Charlie and Alison's version, Aug 2011
OLD VERSION??
a. 1-4, 1-4, 1-5 and 1-5
b. 1-9 and 1-9 (sum)
c. 1-13 and 1-4 (difference)
d. 1-13 and 1-13 (difference)
e. 1-4, 1-4 and 1-4 (sum)
f. 1-2, 1-4 and 1-6 (sum)
Edgar from Dr Challoners Grammar School was the first to send in a detailed answer.
He writes "For A, the first step I took was to note that the lowest value recorded was $2$. This told me that the sum of two spinners had been recorded; the lowest possible value each spinner can have is $1$, and $1+1=2$. The highest value recorded was $18$, and this told me that because there was a 'triangle' shape on the graph, the numbers were both $9$ because $9+9=18$. The 'triangle' shape I
will now proceed to explain.
"If there are two spinners of nine sides spun at once, there are $9\times 9=81$ possibilities for combinations they can produce. For $2$ or $18$ respectively, there is only one possibility in which they are produced - $1+1$ and $9+9$ respectively, giving them a probability of $\frac{1}{81}$. For $3$ and $17$, however, there are two possibilities - $1+2$, $2+1$ and $8+9$, $9+8$ respectively,
giving them each a probability of $\frac{2}{81}$. This pattern continues all the way to $10$ which has $9$ possibilities - $1+9$, $2+8$, $3+7$, $4+6$, $5+5$, $6+4$, $7+3$, $8+2$ and $9+1$, and then the probability declines again down to eighteen. Providing each spin of the spinner is totally random, two spinners of the same number should always come up with this 'triangle'.
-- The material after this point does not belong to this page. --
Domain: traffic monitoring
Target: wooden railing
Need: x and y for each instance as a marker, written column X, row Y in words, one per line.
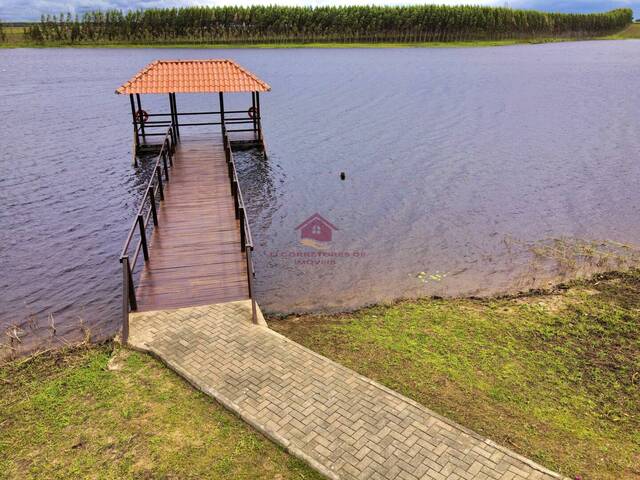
column 153, row 193
column 246, row 241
"For B, the solution I came up with was the difference of two spinners of thirteen. The 'triangle' for differences is a right angled one, but it has an anomalous probability for zero, which can only be achieved when both numbers are the same. The reason for this is similar to the corresponding one for the sum, only reversed. Similarly, this 'triangle' shape can be achieved only when both the
spinners must be the same.
"For C, the spinners are a four and a thirteen, and the difference is taken. The graph is a sort of plateaued 'triangle' shape. This shape is created because certain numbers only be achieved in four ways (e.g. $8=12-4=11-3=10-2=9-1$, $7=11-4=10-3=9-2=8-1$) so their probabilities are not different, so the shape created is basically a 'triangle' with the middle stretched out in a sort of plateau
shape. This 'plateau' can also be created when adding the spinners.
"For D, the plateau shape appears again, only this time in the form of a symmetric sum graph. The two spinners involved are a fourteen and a four. I could tell that there were two spinners being added together because the lowest value is two ($1+1=2$), one of them was a four (because there are four steps up to the plateau) and then the other one must be the highest value eighteen minus four which
gives fourteen.
"For E, I first concluded that there must be three spinners because the lowest outcome was three ($1+1+1=3$). Because there was a bit of a jump up to the middle four on the graph, I concluded that the spinners might all be the same (when there are more than two spinners, intermediate results are made more likely). The highest outcome was twelve, and $\frac{12}{3}=4$, so therefore all the spinners
must be four.
"For F, there was no 'jump up' in the middle of the graph, and there were three spinners involved, and because of the absence of the 'jump up', I surmised that the numbers ought to be consecutive (this makes the 'triangle' shape) and the only three consecutive numbers I know which sum to $12$ are $3$, $4$ and $5$, so I concluded that these were the numbers of the spinners."
An outstanding solution, Edgar, well done! Thomas from A Y Jackson also sent in a full, detailed solution to this problem. Interestingly, he had a different answer for F, suggesting that the spinners used were three, three and six.